Il s’agit d’un contrat de télétravail. Après validation par la direction du travail dudit « dispositif cadre », l’employeur peut déposer une offre d’emploi télétravaillée. Une fois le salarié recruté conformément aux dispositions de la loi [la loi n° 629 du 17 juillet 1957 sur les conditions d’embauche et de licenciement à Monaco — NDLR], un contrat de télétravail pourra être rédigé. Dans le cas d’une transformation d’emploi, un avenant au contrat de travail initial doit être signé entre l’employeur et l’employé, toujours en adéquation avec les modalités du « dispositif cadre ».

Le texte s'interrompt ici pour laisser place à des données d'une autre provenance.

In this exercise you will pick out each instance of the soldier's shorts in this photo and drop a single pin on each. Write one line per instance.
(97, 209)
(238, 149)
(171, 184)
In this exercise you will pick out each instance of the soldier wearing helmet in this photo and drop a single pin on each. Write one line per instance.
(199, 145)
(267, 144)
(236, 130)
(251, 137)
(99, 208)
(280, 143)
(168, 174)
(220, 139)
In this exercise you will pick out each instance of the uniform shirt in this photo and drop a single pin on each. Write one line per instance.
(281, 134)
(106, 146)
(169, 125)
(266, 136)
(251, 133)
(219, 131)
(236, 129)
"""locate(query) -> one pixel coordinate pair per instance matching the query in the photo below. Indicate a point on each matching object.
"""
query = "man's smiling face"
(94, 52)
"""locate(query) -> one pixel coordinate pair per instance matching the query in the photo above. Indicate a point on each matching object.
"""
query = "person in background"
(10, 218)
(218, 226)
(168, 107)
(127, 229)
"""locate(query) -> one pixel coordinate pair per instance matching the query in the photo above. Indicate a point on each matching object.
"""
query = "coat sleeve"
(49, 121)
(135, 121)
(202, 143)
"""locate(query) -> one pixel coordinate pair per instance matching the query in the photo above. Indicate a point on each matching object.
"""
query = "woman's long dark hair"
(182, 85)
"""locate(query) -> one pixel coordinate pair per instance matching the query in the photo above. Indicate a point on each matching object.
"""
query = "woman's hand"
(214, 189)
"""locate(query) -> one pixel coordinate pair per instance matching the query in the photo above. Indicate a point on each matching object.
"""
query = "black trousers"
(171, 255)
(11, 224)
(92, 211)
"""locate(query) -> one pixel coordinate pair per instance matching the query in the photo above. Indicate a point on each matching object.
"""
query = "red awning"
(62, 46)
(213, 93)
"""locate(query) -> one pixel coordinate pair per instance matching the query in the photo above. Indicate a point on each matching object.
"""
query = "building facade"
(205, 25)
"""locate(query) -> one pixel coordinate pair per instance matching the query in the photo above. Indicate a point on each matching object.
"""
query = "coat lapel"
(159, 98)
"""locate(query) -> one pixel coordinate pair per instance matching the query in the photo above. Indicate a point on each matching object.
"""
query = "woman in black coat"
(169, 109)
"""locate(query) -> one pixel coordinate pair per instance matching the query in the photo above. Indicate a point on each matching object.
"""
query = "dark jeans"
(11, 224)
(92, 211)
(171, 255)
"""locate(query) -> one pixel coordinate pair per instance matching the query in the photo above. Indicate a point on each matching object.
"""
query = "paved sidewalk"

Pendant combien de temps ?

Cela dépendra de l’accord passé entre l’employeur et son collaborateur. Dès que l’avenant au contrat de travail est rédigé, des modifications relatives au permis de travail peuvent être élaborées. Lorsque le télétravail est une condition à l’embauche, l’employeur devra mentionner qu’une partie de l’activité sera effectuée en télétravail dès le dépôt de l’offre d’emploi. Lorsque le télétravail est adapté pendant l’exécution du contrat de travail, c’est encore possible : il faudra adresser une demande au service de l’emploi. Et, enfin, lorsque le télétravail du salarié prend fin, mais que le contrat se poursuit, la modification est, là encore, possible avec une demande de modification de permis de travail adressée au service de l’emploi. Un nouveau permis de travail, conforme à l’activité du salarié, est édité.